The following are examples of basic types of field level data profiling:

Numeric Field

Amount Paid
  • Invalid: 0
  • Negative: 0
  • Zero: 63,149
  • Positive: 404
  • Highest: 101,085,153.43
  • Lowest: 0
  • Total: 495,831,993.65
  • Average: 7,801.87

Character Field

Unit of Measure
  • Value: Count
  • EA: 63104
  • EACH: 204
  • FT: 19
  • GAL: 3
  • GRAM: 1
  • IN: 1
  • LB: 10

Date Field

Creation Date
  • Invalid: 0
  • Blank: 63,406
  • Non-Blank: 147
  • Highest: 7/12/2019
  • Lowest: 2/5/1991

Pattern

Phone Number
  • Value: Count
  • (999)999-9999 : 145,035
  • 99999 99 99 : 15,013
  • A999-999-9999 : 1,529
  • +99#99#(99)#9999 : 1,062
  • AAAAAAA@AAAAA.AAA : 202
  • AAAA : 29

Why Is Data Profiling Important?

Data profiling is critical to data migration projects because data quality in legacy systems is usually worse than business users assume. Bad data can interfere with properly functioning businesses.

Imagine invalid contact information preventing customers from receiving invoices or a system showing a quantity on hand of 150 for an item that is completely out of stock and discontinued. By knowing the facts of your data, instead of relying on assumptions and possibly outdated information, steps can be taken to clean up data to more efficiently run your business.

When Should Data be Profiled?

Data profiling is used during the data assessment, data mapping, data cleansing, and reconciliation phases.  Performing data profiling during each of these phases will help with mitigating risk at each step of the way related to major data issues that could result in project delays which ultimately impacts the budget.

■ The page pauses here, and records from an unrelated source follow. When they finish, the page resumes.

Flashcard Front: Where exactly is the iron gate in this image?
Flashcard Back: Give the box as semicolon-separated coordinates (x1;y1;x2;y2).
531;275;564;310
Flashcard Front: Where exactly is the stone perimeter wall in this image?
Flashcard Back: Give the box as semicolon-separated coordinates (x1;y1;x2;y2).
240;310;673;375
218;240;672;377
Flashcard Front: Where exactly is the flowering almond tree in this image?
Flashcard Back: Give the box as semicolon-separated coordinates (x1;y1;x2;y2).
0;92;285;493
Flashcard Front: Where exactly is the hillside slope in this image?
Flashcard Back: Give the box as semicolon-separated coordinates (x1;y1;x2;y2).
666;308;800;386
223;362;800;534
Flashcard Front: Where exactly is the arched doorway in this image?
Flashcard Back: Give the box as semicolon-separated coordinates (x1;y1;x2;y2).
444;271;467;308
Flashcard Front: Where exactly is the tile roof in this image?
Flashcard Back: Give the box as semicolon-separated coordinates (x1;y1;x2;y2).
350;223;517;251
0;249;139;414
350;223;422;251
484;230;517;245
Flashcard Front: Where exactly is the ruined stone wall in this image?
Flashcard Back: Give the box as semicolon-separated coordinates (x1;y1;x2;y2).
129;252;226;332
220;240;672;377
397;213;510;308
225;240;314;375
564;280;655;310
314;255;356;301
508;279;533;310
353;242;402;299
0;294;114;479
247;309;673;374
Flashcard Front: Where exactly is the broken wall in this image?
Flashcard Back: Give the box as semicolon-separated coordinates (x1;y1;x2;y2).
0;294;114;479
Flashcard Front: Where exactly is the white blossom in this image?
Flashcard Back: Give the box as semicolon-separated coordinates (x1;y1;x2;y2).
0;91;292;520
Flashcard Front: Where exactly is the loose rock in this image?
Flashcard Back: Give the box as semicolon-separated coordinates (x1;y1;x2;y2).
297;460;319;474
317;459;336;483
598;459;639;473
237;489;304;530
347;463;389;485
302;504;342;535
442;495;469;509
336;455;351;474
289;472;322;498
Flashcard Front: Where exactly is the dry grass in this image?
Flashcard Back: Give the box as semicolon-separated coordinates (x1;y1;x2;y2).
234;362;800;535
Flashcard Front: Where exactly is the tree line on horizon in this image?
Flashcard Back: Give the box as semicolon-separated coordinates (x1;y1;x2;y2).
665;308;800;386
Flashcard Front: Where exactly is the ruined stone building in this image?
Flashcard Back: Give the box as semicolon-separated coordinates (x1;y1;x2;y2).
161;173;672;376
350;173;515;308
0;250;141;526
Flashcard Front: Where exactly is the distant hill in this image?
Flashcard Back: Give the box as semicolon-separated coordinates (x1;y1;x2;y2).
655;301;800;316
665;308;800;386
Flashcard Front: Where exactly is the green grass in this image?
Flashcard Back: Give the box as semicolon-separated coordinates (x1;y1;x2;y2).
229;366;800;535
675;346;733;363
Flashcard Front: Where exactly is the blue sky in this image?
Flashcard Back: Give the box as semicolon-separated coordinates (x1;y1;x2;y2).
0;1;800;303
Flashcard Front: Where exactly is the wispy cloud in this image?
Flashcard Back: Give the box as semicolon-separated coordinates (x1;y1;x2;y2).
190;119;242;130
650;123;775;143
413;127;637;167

During the data assessment, data profiling should be performed on all of the legacy data identified to be converted as part of the migration effort early in the project before a functional team even begins documenting the data mapping specifications.  By profiling the data first, the functional and data migration teams can work together to understand the current state of the legacy data and the real data facts can be used to document more accurate and complete data mapping specifications.  Data issues are uncovered early in the project rather than in the middle of a test cycle, or worse, during production cut-over, which can inevitably cause delays and increase costs.  The earlier these issues are identified, more informed decisions can be made regarding data cleansing efforts and how specific scenarios can be handled during the data transformations.

In the character field profiling example above, there appears to be inconsistent use of values in the UOM field.  The data profiling uncovered the values EA vs EACH and IN vs INCH.  By knowing this up front, the mapping specifications can be documented accurately to account for all of the values identified without any being inadvertently missed.

Data profiling results can also be used to assist with data cleansing efforts.  It’s especially helpful in identifying missing data, such as missing pieces of an address that are required for successful delivery or identify strange patterns in specific fields such as a phone number in an email address field.  These types of bad data likely have impacts on the business.  Uncovering these types of issues early on allows time for the data to be cleansed in the legacy system and leaving the data in a better state for the target system.

During the post-conversion reconciliation phase, data profiling can be used to validate record counts, translated values, and more.